Communication is a primary and essential skill for educational and social success (communication bill of rights). The department is committed to ensuring that all students have a proficient and functional means of communication to ensure academic, social, vocational, and post-secondary success. Communication can be verbal speech or language supported through the use of augmentative and alternative communication systems or devices.


Speech-Language Survey Caseload Summary Public Report 2022

The department submitted the Speech-Language Survey Caseload Summary Report 2022 to the House and Senate Education Committees on January 14 to comply with Public Chapter 34. The report is a summary of statewide data collected from surveyed LEA directors and speech-language pathologists across Tennessee on the staffing sufficiency of licensed speech-language pathologists in public schools and their respective workloads.

Disabilities in Speech and/or Language

Students with communication impairments may have significant academic and social challenges due to the multitude of possible impacts from the communication deficit. Potential issues include:

  • difficulty mastering early literacy skills,
  • not understanding classroom directions,
  • challenges engaging in meaningful classroom and peer discussions,
  • trouble answering questions,
  • disorganized stories or oral explanations,
  • frequent grammatical errors when speaking,
  • limited vocabulary, and
  • challenges with peer relationships due to inappropriate social behaviors.

Speech or language impairments are both educational disability categories in Tennessee, for which eligibility standards have been established by federal and state rules. The department’s Speech or Language Impairment Evaluation Guidance can be found on the special populations evaluation & eligibility web page.

Speech Language Pathology (SLP) Services in the School

SLP services in schools are provided to students who are eligible under IDEA through the disability identification of speech or language impaired. Additionally, SLP services may be a related service provided to students who are eligible under at least one other disability category, and the IEP team has determined that speech or language services are required for that student (34 CFR 300.34).  

Special education is not a place, but an intensive intervention. Therefore, SLP services, like all other special education services, should be delivered in the students’ least restrictive environment (LRE) to the greatest extent possible. Each student’s unique communication needs must be considered by the IEP team to determine the most appropriate placement for the delivery of services. For this reason, SLP services may be provided along a continuum, which include indirect or consultative services, support within the general education setting, pull-out to a speech therapy room or other special education setting, co-teaching with classroom teachers and other support staff, community-based teaching, or serving students in the most restrictive settings, such as a residential facility.

Speech is how we say the sounds and words in our language. In the state of Tennessee, a child may be identified with a speech impairment in one of three areas related to speech:


An articulation, or speech sound impairment refers to the misproduction of individual speech sounds which impact overall intelligibility.


A fluency impairment, refers to episodes of interruptions in the rhythm of speech, often heard as repetitions of sounds and words, unnatural rate of speech, or blocks in the flow of speech. Stuttering it a type of fluency impairment.


A voice impairment refers to excessive deficiency in the pitch, intensity, resonance or quality of the vocal mechanism due to chronic misuse or structural abnormalities.

Language is the system we use, either with words, gestures, or symbols, to communicate our thoughts and needs. Language systems have rules about the use of words, symbols, structures, and social and cultural expectations. A language impairment impacts listening and/or speaking in one or more of the following areas:


The structure and organization of language, which includes the sounds and sound combinations, and grammatical rules at the word and sentence levels.

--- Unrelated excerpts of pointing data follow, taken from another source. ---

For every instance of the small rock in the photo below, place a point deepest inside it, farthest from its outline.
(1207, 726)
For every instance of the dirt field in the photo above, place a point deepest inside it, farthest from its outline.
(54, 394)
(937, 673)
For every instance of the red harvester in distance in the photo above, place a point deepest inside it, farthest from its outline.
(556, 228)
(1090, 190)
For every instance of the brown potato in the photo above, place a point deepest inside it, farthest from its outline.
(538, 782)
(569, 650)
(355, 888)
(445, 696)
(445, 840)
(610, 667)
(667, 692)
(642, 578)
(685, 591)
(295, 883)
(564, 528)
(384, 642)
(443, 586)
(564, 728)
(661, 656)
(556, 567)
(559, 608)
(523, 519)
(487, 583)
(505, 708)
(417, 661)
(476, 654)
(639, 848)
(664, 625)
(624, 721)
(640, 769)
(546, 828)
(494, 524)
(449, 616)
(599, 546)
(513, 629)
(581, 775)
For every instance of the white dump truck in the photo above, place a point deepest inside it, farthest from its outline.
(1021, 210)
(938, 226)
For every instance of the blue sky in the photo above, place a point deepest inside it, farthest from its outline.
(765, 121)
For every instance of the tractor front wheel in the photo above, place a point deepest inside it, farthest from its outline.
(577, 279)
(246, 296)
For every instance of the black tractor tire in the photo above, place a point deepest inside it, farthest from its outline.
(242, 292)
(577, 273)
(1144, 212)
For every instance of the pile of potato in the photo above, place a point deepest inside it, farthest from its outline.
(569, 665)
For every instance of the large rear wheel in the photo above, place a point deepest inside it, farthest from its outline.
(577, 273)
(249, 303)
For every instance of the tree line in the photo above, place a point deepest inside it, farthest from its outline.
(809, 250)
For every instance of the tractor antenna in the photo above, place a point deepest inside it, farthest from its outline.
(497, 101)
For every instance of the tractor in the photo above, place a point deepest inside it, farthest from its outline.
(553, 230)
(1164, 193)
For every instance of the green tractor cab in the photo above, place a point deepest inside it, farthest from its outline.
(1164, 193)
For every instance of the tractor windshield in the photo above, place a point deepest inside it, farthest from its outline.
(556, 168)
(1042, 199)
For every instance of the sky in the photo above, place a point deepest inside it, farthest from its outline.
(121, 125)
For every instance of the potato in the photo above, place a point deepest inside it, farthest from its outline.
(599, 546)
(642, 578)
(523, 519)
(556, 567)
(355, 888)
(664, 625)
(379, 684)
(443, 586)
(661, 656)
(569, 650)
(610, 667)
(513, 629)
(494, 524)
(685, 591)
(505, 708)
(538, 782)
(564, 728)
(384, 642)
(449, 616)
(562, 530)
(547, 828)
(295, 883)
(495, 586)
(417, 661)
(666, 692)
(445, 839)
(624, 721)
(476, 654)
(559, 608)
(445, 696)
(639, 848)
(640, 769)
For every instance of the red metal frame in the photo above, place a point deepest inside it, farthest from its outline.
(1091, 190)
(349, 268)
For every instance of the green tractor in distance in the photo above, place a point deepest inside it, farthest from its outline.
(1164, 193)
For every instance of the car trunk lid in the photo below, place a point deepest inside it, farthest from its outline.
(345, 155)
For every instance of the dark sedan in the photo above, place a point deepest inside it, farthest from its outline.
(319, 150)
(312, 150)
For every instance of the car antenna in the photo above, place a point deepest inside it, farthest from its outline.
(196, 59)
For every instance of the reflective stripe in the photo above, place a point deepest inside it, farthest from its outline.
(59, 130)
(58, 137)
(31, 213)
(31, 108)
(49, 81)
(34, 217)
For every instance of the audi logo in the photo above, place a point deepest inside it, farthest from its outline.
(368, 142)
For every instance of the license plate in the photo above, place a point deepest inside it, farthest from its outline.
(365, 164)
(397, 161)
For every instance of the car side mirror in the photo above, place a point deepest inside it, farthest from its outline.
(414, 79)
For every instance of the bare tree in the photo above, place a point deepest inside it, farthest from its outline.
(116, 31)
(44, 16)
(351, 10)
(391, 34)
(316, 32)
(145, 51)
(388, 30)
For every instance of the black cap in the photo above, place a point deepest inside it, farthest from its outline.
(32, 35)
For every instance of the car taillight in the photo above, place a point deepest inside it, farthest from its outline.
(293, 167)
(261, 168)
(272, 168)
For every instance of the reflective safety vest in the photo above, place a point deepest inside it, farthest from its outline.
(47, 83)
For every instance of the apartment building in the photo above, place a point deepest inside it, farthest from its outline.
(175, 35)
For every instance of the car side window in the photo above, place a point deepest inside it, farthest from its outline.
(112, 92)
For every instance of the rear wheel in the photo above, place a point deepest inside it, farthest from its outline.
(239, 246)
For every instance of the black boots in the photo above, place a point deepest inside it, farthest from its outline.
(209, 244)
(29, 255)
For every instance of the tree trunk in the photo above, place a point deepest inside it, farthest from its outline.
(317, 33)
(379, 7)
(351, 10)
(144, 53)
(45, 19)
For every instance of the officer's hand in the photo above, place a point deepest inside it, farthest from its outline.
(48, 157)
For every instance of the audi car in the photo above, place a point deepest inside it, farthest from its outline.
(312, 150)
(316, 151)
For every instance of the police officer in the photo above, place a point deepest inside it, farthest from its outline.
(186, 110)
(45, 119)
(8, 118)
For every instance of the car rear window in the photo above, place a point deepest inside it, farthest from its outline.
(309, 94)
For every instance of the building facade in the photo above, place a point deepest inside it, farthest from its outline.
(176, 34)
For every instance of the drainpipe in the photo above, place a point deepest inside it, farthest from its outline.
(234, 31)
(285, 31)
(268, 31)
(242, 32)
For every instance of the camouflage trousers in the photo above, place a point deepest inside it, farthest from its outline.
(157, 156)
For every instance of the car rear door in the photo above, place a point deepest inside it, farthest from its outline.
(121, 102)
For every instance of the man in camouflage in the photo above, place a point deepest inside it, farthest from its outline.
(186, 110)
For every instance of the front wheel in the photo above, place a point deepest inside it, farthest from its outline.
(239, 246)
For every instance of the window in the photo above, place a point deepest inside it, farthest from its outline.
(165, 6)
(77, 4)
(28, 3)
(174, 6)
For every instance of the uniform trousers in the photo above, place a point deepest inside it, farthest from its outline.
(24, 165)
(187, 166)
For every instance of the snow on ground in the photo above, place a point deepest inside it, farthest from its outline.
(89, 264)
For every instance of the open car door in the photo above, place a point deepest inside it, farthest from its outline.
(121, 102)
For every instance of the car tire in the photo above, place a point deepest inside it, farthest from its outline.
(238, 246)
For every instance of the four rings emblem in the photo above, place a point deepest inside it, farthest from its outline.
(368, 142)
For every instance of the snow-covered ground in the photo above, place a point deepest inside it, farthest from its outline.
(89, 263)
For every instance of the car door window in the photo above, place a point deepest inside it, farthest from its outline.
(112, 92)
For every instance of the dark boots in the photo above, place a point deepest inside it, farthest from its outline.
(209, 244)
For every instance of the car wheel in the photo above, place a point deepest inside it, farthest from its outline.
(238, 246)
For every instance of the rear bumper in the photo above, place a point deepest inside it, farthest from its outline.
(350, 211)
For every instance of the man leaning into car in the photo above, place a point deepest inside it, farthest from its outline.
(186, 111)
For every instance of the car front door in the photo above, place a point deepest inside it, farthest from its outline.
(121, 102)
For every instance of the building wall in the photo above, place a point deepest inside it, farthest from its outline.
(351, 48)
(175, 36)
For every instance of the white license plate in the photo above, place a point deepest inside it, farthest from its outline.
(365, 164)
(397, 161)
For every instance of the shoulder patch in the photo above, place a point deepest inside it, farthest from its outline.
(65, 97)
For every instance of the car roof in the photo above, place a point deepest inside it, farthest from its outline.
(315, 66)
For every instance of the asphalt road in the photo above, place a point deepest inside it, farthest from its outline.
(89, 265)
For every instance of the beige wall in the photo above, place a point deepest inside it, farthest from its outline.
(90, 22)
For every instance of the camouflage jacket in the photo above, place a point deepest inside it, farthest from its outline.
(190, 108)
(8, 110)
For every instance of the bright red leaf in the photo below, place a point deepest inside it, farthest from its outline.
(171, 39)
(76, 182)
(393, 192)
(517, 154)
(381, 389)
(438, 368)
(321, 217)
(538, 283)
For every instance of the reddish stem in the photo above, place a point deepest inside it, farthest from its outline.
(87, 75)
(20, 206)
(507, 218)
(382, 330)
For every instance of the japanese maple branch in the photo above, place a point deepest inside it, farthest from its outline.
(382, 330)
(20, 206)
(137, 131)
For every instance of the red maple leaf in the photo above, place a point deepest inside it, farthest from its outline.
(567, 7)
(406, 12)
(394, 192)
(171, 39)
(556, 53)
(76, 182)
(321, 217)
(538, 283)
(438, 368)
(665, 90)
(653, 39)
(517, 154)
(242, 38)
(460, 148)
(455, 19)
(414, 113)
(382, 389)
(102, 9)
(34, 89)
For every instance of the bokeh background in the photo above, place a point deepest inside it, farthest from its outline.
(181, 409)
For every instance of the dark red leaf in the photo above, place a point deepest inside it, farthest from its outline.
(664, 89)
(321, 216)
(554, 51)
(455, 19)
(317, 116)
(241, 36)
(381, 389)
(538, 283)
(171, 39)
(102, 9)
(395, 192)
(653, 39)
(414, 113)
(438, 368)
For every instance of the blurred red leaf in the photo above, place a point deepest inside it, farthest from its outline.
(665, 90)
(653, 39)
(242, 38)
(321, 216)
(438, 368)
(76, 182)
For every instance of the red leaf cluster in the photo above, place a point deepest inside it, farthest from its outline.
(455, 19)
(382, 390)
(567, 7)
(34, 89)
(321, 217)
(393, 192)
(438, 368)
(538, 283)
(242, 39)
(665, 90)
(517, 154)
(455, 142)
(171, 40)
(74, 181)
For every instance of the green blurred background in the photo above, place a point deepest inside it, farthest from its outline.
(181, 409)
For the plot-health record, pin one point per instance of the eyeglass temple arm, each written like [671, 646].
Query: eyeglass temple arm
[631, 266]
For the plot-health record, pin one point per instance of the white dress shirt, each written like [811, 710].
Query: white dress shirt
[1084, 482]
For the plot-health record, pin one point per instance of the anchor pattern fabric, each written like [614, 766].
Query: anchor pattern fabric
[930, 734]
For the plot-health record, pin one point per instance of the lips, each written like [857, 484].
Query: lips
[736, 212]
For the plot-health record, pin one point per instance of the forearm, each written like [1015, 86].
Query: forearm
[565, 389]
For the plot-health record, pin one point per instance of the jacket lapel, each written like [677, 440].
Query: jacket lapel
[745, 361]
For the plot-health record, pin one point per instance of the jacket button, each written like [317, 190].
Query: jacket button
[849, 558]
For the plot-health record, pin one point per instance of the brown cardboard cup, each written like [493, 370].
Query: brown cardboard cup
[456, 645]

  • Phonology – the perception of sounds and sound patterns of a language. Phonological skills are essential building blocks for reading and spelling.
  • Morphology – the structure of words and word parts, which provide meaning, such as plurals, verb tenses, suffixes, prefixes, etc.
  • Syntax – the organization and structures of sentences in a grammatical way.


The meaning of language at the word and sentence level, often broadly described as vocabulary.

  • Semantics - the content or meaning of words, phrases and sentences, including concepts, categories, multiple meaning words, synonyms, antonyms, ambiguous and figurative language, etc.


How language is used across settings and partners following social and cultural rules and expectations.

  • Pragmatics – often referred to as social language. Pragmatic language includes following the expected uses and rules of language in various communicative settings. It requires a child to interpret and adjust verbal and nonverbal (e.g., tone of voice, gestures, facial expressions) communication based on the expectations of a situation or partner.